Is modified whole life interest sensitive?

Is modified whole life insurance interest-sensitive? No, a modified whole life policy is not interest sensitive. It will build up cash value that grows every time you make a payment.

Can you cash out a life insurance policy before death?

Can you cash out a life insurance policy before death? If you have a permanent life insurance policy, then yes, you can take cash out before your death. There are three main ways to do this. First, you can take out a loan against your policy (repaying it is optional).

Can I transfer my life insurance policy to my child?

Transferring ownership of a life insurance policy to your child is easy. You need to complete a change-of-ownership form, which can be provided by your insurance company. When you change ownership, the policy still covers you, but the new owner now holds the policy. However, there are some limitations.

What is the 3 year rule?

The three-year rule is an Internal Revenue Code requirement that a decedent's estate must include as estate assets certain property which the decedent transferred for less full fair market value within three years of the date of death.

Does permanent life insurance have a cash value?

Permanent life insurance policies offer a death benefit and cash value. The death benefit is money that's paid to your beneficiaries when you pass away. Cash value is a separate savings component that you may be able to access while you're still alive.

Which of these riders will pay a death benefit if the insured's spouse dies?

Which of these riders will pay a death benefit if the insured's spouse dies? A Family Term Insurance rider provides a death benefit if the spouse of the insured dies.

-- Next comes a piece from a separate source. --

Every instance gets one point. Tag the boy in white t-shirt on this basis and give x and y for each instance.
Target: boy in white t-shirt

What type policy allows a partial surrender?

What type policy allows a partial surrender? A partial surrender is allowed in a universal life policy. This is not a loan, and it decreases the cash value of the policy.

What are minimum essential benefits?

Plans that qualify as minimum essential coverage include employer-sponsored plans, individual major medical plans (including new ACA-compliant plans, grandfathered plans, and grandmothered plans), TRICARE, Medicare, most Medicaid plans, and CHIP, among others.